Dr. Martinez asks you to design a small study to investigate whether a new school-based nutrition education program improves children’s fruit and vegetable consumption.

Write a brief research proposal (300-400 words total) that includes:

a. Research question

State a clear, specific research question.

b. Study design

Describe your study design, making sure to include: - How you will use random assignment - What your control group will be - Any blinding procedures - How you will ensure replication

c. Data collection

What data will you collect?
How will you avoid bias in data collection?
What potential confounding variables should you consider?

d. Data analysis plan

What summary statistics will you calculate?
What visualizations will you create?
How will you compare the treatment and control groups?
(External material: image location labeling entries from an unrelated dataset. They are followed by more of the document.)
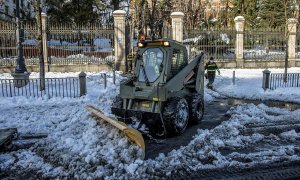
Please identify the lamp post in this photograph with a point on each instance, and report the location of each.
(21, 76)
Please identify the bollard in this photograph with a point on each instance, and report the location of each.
(105, 81)
(82, 83)
(233, 77)
(266, 79)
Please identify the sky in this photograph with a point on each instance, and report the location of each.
(79, 146)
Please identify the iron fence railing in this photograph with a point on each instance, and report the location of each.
(298, 45)
(264, 44)
(219, 43)
(277, 80)
(81, 44)
(92, 43)
(54, 87)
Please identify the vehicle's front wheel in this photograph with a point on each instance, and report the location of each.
(196, 109)
(176, 115)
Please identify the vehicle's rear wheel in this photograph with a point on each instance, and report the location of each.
(176, 115)
(196, 108)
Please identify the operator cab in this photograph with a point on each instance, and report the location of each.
(158, 61)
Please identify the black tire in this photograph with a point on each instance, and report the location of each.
(196, 109)
(176, 115)
(117, 105)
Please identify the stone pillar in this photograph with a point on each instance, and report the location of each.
(177, 26)
(44, 38)
(82, 84)
(266, 79)
(239, 45)
(292, 30)
(119, 39)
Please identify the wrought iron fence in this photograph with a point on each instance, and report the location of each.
(264, 44)
(219, 43)
(66, 44)
(298, 44)
(80, 44)
(277, 80)
(54, 87)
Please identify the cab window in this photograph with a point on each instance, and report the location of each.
(151, 65)
(178, 61)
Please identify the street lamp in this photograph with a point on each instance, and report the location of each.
(21, 76)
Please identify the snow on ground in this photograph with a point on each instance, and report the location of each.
(78, 146)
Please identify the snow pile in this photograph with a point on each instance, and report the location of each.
(81, 147)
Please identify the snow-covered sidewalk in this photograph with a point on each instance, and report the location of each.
(79, 147)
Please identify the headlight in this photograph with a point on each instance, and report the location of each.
(140, 44)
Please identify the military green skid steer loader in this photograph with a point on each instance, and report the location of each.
(166, 90)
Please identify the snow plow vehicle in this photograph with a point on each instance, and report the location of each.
(166, 90)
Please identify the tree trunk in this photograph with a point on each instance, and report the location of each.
(38, 16)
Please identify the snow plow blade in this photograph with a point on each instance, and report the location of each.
(133, 134)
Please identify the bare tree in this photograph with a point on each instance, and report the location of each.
(38, 16)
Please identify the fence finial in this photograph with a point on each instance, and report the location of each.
(266, 79)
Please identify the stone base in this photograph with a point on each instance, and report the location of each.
(20, 79)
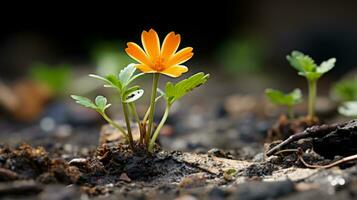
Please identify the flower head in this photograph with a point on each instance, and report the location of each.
(155, 59)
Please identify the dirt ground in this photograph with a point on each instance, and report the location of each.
(206, 152)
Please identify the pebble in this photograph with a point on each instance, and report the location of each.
(78, 161)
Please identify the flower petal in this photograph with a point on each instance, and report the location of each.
(145, 68)
(180, 57)
(137, 53)
(151, 43)
(170, 45)
(175, 71)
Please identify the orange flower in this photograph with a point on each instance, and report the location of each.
(164, 60)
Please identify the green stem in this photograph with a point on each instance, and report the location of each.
(135, 113)
(312, 98)
(115, 125)
(157, 131)
(291, 112)
(128, 127)
(148, 111)
(152, 106)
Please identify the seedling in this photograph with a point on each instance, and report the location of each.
(289, 99)
(348, 109)
(152, 59)
(306, 67)
(345, 90)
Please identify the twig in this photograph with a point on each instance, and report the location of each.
(315, 131)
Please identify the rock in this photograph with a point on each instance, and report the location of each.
(8, 175)
(21, 188)
(60, 192)
(124, 177)
(193, 180)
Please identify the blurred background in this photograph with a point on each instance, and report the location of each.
(47, 51)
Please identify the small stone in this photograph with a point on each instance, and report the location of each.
(193, 180)
(8, 175)
(124, 177)
(78, 162)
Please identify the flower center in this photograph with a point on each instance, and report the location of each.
(159, 64)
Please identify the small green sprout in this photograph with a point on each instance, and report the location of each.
(155, 61)
(306, 67)
(345, 90)
(290, 99)
(348, 109)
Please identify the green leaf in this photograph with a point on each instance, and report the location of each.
(132, 95)
(126, 74)
(301, 62)
(84, 101)
(348, 109)
(326, 66)
(177, 91)
(280, 98)
(110, 80)
(311, 75)
(101, 103)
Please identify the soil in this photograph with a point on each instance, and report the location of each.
(113, 171)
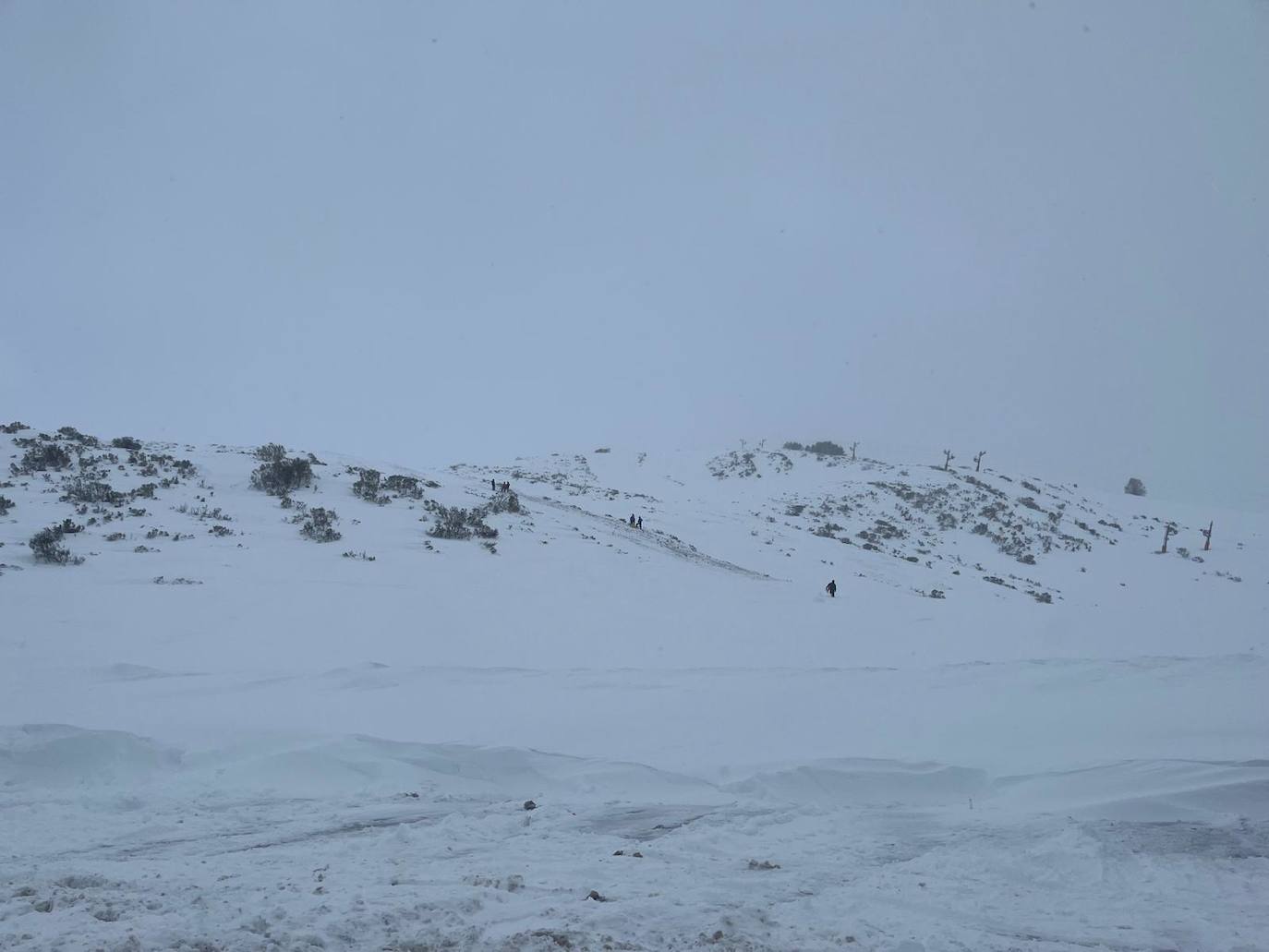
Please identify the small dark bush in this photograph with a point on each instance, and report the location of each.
(42, 457)
(47, 546)
(77, 437)
(504, 501)
(404, 487)
(91, 491)
(281, 476)
(320, 525)
(827, 447)
(450, 524)
(367, 487)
💭 Question 11: Detective’s Reflection

Reflect on your public health investigation (5-7 sentences):

Why is random assignment so important in health studies?
How can bias in data collection lead to incorrect public health conclusions?
What’s the difference between describing a single variable (like blood pressure) versus exploring relationships between two variables (like exercise and heart rate)?
Which summary statistic (mean, median, mode, standard deviation, IQR) do you think is most useful for public health decisions? Why?
Name one specific way that understanding data visualization could help improve community health programs.
What surprised you most about evaluating study designs?

📊 Submission Instructions

Submit your assignment as: 1. A PDF or Google Doc containing all written (by hand) answers, no need to include the screenshots, if needed, you can sketch the image you obtained in Google Sheets.

🎉 Excellent work, Statistical Detective! The Public Health Department thanks you for your thorough analysis!

Remember: Good public health decisions require good data, collected carefully, and analyzed thoughtfully. Your work matters!